Analyzing Tobin’s Q Ratio of Banking Industry of Bangladesh: A Comprehensive Guideline for Investors
DOI:
https://doi.org/10.18034/abr.v6i2.31Keywords:
Tobin’s Q (ratio), Banking Industry of Bangladesh, Investor, Stock MarketAbstract
Due to the share market crash in 2010-2011, the investors have lost confidence regarding the share market till now. Therefore, this study is an endeavor to giveaway to rethink about the share market of Bangladesh and to increase the confidence of the investors. For that, Tobin’s Q ratio used to analyze the share market in this study. Tobin’s Q represents the ratio of the market value of a firm's share capital to the replacement cost of the firm's share capital. Tobin’s Q is greater than one means stock is overvalued.
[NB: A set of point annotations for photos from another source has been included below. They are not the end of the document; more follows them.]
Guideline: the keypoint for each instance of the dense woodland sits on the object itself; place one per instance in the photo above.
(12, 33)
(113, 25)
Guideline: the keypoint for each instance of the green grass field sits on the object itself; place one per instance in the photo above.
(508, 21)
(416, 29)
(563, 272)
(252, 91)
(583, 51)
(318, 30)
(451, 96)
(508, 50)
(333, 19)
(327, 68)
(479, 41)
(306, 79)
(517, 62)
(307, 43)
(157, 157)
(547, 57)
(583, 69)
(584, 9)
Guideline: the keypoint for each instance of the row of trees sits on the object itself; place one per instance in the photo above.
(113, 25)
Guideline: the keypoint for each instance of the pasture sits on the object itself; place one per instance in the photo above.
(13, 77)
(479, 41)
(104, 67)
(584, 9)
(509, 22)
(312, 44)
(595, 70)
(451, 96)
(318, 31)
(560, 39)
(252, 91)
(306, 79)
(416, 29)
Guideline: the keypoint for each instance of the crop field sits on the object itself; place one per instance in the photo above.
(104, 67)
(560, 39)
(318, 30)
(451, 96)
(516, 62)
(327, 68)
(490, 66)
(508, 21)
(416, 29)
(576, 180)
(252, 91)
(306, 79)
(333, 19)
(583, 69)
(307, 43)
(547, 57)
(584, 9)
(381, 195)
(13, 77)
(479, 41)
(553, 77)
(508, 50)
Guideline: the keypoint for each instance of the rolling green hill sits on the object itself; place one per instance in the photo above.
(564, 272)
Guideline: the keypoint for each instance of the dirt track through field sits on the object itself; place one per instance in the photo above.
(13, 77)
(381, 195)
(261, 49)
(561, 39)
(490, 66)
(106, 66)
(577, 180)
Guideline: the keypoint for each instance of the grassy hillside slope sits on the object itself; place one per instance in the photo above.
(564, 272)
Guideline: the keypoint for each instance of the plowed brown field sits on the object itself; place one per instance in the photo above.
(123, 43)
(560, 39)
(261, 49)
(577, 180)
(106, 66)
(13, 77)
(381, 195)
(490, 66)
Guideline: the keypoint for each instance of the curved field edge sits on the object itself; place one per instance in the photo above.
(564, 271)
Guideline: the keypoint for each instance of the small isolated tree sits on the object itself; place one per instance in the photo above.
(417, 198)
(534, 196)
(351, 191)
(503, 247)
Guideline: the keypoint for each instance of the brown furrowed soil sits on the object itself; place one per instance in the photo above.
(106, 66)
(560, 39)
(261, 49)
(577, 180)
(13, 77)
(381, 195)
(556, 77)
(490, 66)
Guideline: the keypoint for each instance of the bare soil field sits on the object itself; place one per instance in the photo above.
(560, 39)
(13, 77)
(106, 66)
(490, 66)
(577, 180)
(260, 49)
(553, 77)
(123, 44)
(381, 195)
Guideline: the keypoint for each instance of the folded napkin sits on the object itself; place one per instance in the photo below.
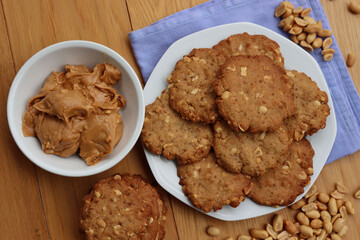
(151, 42)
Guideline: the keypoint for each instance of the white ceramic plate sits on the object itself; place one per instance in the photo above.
(165, 171)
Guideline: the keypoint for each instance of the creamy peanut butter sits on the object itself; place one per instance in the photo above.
(77, 109)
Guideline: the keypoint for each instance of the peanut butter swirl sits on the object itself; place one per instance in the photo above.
(77, 109)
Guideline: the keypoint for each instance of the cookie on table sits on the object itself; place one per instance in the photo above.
(123, 207)
(281, 185)
(311, 108)
(249, 153)
(251, 45)
(254, 94)
(208, 186)
(165, 132)
(191, 85)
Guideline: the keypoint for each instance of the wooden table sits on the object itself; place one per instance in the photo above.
(35, 204)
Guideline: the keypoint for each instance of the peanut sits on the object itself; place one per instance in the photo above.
(327, 226)
(213, 231)
(306, 231)
(328, 57)
(349, 208)
(341, 188)
(290, 227)
(303, 219)
(324, 33)
(280, 10)
(244, 237)
(324, 198)
(278, 222)
(327, 43)
(258, 233)
(338, 225)
(351, 58)
(317, 43)
(332, 207)
(354, 7)
(325, 215)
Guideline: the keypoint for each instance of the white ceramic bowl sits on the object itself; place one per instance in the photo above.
(29, 81)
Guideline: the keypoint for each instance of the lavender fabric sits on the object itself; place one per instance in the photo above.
(151, 42)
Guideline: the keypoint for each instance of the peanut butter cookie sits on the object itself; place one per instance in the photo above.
(281, 185)
(251, 45)
(165, 132)
(191, 85)
(209, 187)
(123, 207)
(253, 94)
(311, 108)
(249, 153)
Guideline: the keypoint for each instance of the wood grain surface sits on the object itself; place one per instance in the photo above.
(36, 204)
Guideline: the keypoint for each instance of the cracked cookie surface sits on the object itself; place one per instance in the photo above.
(165, 132)
(123, 207)
(250, 45)
(311, 108)
(249, 153)
(281, 185)
(253, 94)
(209, 187)
(191, 85)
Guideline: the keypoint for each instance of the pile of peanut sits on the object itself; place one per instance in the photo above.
(304, 30)
(320, 216)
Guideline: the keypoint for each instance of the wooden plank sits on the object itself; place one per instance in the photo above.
(19, 186)
(192, 224)
(37, 24)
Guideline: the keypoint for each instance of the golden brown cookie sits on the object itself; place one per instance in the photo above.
(253, 94)
(191, 85)
(209, 187)
(165, 132)
(249, 153)
(281, 185)
(123, 207)
(250, 45)
(311, 108)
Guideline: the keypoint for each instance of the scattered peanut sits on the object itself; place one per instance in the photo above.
(332, 206)
(244, 237)
(213, 231)
(298, 204)
(341, 188)
(278, 222)
(351, 58)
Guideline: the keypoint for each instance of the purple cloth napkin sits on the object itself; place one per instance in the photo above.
(151, 42)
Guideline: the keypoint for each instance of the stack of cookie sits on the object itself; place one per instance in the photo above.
(237, 99)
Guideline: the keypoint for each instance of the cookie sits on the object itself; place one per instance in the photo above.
(311, 108)
(191, 85)
(123, 207)
(251, 45)
(249, 153)
(165, 132)
(209, 187)
(281, 185)
(253, 94)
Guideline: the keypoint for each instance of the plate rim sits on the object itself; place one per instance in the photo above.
(264, 31)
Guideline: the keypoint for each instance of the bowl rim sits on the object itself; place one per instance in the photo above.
(50, 49)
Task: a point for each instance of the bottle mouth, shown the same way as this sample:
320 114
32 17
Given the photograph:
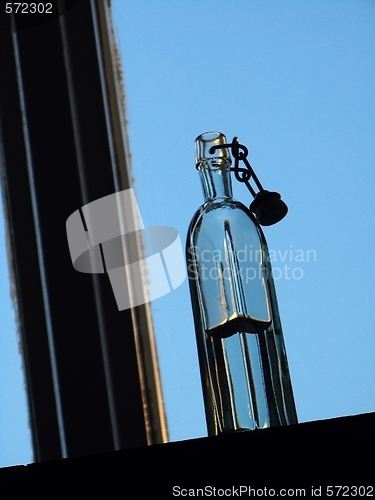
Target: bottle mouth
203 144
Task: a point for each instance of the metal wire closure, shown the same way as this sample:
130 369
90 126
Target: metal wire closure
268 206
241 174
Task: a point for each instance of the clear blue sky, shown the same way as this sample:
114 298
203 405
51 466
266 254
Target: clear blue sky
295 81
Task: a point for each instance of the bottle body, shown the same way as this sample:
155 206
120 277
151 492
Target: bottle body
245 376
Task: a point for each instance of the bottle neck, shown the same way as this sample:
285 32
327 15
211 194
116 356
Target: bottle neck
215 178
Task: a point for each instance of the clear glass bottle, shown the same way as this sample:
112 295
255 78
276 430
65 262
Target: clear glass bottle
244 369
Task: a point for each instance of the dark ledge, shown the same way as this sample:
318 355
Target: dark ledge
333 452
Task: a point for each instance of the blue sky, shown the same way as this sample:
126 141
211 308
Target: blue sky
294 80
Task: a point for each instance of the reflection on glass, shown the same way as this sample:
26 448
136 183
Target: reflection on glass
243 363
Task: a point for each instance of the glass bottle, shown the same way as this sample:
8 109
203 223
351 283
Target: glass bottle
243 363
Tobin’s Q is less than one means stock is undervalued. Again, Tobin’s Q is equal to one means stock is fairly valued. The study found that, the value of Tobin’s Q of the all sampling banks is gradually decreasing means moving the value of the stock from overvalued to undervalue. The value of Tobin’s Q of the all sampling banks is less than one in the year 2014 except Dutch Bangla Bank Limited (DBBL). The average value of Tobin’s Q of the banking industry is also decreasing and the average value of Tobin’s Q of the banking industry is less than one in the year 2014. Thus, the average stock value of the banking industry is moving from overvalued to undervalue gradually. Again, the value of Tobin’s Q of all sampling banks fell down drastically from the year 2010 to the year 2011 as share market has been crashed in those years. As a result, the average value of Tobin’s Q of banking industry also fell down drastically from the year 2010 to the year 2011. Therefore, the value of the share slopes down drastically from the year 2010 to the year 2011.